Zend_Search_Lucene offers a HTML parsing
feature. Documents can be created directly from a HTML file or
string:
<?php
$doc = Zend_Search_Lucene_Document_Html::loadHTMLFile($filename);
$index->addDocument($doc);
...
$doc = Zend_Search_Lucene_Document_Html::loadHTML($htmlString);
$index->addDocument($doc);
Zend_Search_Lucene_Document_Html class uses the
DOMDocument::loadHTML() and
DOMDocument::loadHTMLFile() methods to parse the source
HTML, so it doesn't need HTML to be well formed or
to be XHTML. On the other hand, it's sensitive to the encoding
specified by the "meta http-equiv" header tag.
Zend_Search_Lucene_Document_Html class recognizes document title,
body and document header meta tags.
The 'title' field is actually the /html/head/title value. It's stored within the index, tokenized and available for search.
The 'body' field is the actual body content of the HTML file or string. It doesn't include scripts, comments or attributes.
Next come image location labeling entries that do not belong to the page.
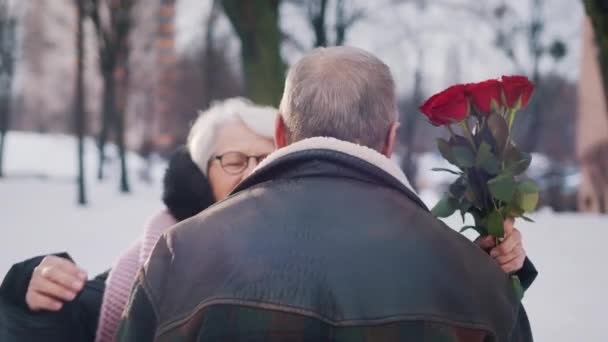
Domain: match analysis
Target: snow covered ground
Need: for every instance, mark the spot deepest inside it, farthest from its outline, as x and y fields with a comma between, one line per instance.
x=568, y=302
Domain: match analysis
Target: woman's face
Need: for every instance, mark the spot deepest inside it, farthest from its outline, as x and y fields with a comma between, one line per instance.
x=239, y=149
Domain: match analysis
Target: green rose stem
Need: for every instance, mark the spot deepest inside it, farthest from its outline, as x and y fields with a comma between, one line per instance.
x=512, y=112
x=451, y=131
x=467, y=132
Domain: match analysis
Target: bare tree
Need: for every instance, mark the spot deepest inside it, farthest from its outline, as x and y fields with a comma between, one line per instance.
x=597, y=10
x=7, y=67
x=346, y=14
x=256, y=23
x=79, y=100
x=112, y=33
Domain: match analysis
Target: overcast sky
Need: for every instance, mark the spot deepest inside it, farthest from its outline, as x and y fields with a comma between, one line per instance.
x=456, y=45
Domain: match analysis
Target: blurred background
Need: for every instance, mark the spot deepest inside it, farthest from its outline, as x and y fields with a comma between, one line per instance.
x=94, y=95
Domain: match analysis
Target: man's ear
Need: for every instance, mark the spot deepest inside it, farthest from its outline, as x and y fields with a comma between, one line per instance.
x=391, y=138
x=280, y=132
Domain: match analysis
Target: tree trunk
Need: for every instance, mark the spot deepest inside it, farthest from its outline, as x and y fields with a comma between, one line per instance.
x=256, y=23
x=79, y=102
x=7, y=61
x=4, y=122
x=597, y=10
x=120, y=114
x=317, y=20
x=107, y=119
x=534, y=127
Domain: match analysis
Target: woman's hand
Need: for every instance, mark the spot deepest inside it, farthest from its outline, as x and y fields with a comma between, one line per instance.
x=54, y=281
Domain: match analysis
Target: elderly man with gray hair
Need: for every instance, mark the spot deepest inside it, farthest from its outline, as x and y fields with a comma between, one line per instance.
x=326, y=240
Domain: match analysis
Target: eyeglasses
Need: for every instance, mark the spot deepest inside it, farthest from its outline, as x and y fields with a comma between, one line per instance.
x=235, y=163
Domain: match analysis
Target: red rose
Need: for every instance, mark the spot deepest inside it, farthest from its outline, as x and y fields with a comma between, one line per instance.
x=450, y=105
x=516, y=87
x=483, y=93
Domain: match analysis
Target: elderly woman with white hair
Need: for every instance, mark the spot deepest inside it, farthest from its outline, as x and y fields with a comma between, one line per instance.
x=224, y=145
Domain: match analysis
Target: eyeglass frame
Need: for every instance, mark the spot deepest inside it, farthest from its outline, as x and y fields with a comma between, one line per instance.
x=220, y=157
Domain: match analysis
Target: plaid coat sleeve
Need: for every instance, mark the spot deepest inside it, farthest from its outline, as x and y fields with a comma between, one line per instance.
x=139, y=322
x=238, y=323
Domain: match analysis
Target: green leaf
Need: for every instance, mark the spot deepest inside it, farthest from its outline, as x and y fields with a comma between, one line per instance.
x=465, y=205
x=465, y=228
x=446, y=151
x=446, y=170
x=502, y=187
x=486, y=160
x=445, y=207
x=526, y=218
x=517, y=287
x=458, y=188
x=516, y=161
x=463, y=156
x=500, y=131
x=527, y=195
x=494, y=224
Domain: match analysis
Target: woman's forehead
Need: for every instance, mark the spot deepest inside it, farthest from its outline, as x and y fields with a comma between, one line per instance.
x=235, y=136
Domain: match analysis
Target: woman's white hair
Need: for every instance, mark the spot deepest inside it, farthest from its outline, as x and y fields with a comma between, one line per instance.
x=203, y=134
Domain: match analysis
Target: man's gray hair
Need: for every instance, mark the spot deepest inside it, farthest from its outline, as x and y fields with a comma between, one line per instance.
x=340, y=92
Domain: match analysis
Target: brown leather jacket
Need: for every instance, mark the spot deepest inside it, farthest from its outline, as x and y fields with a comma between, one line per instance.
x=321, y=245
The loadHTML() and loadHTMLFile()
methods of Zend_Search_Lucene_Document_Html class also have
second optional argument. If it's set to TRUE, then body content is
also stored within index and can be retrieved from the index. By default, the body is
tokenized and indexed, but not stored.
The third parameter of loadHTML() and
loadHTMLFile() methods optionally specifies source
HTML document encoding. It's used if encoding is not specified using
Content-type HTTP-EQUIV meta tag.
Other document header meta tags produce additional document fields. The field 'name' is taken from 'name' attribute, and the 'content' attribute populates the field 'value'. Both are tokenized, indexed and stored, so documents may be searched by their meta tags (for example, by keywords).
Parsed documents may be augmented by the programmer with any other field:
<?php
$doc = Zend_Search_Lucene_Document_Html::loadHTML($htmlString);
$doc->addField(Zend_Search_Lucene_Field::UnIndexed('created',
time()));
$doc->addField(Zend_Search_Lucene_Field::UnIndexed('updated',
time()));
$doc->addField(Zend_Search_Lucene_Field::Text('annotation',
'Document annotation text'));
$index->addDocument($doc);
Document links are not included in the generated document, but may be retrieved with
the Zend_Search_Lucene_Document_Html::getLinks() and
Zend_Search_Lucene_Document_Html::getHeaderLinks() methods:
<?php
$doc = Zend_Search_Lucene_Document_Html::loadHTML($htmlString);
$linksArray = $doc->getLinks();
$headerLinksArray = $doc->getHeaderLinks();
Starting from Zend Framework 1.6 it's also possible to exclude links with
rel attribute set to 'nofollow'. Use
Zend_Search_Lucene_Document_Html::setExcludeNoFollowLinks($true)
to turn on this option.
Zend_Search_Lucene_Document_Html::getExcludeNoFollowLinks()
method returns current state of "Exclude nofollow links" flag.